Querying Polymorphic Entities

Polymorphic queries work naturally in EF Core. Regardless of the chosen scenario, the code is the same. For example:

var allDroids = await context.Droids.ToListAsync();

EF Core will identify the correct types based on the discriminator and instantiate objects of type AstromechDroid, KXSeriesDroid, or others as necessary.

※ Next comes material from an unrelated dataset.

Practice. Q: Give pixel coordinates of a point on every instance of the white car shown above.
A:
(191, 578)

Filtering by type is also straightforward:

var onlyAstromechs = await context.Droids.OfType<AstromechDroid>().ToListAsync();

Or retrieving droids with high autonomy:

var autonomousDroids = await context.Droids
    .OfType<KXSeriesDroid>()
    .Where(kx => kx.AutonomyLevel > 7)
    .ToListAsync();

Modeling Considerations

TPH is simple and efficient for quick reads but can generate null columns and complicate schema maintenance.
TPT keeps the schema more normalized, easier to understand, and avoids null columns but can impact performance due to joins.
TPC combines benefits of both, eliminating joins but with data duplication, which can increase disk space and update cost.

Conclusion

Since the C# code for the queries is always the same, the final decision is quite related to your data modeling. Your choice should balance performance, maintenance, and database modeling. For most cases, I personally recommend TPT because it offers a good middle ground, with clean modeling and acceptable queries for a few entities, but for scenarios with high read performance demand, TPH or TPC might be more suitable.

And remember: May the Force be with you.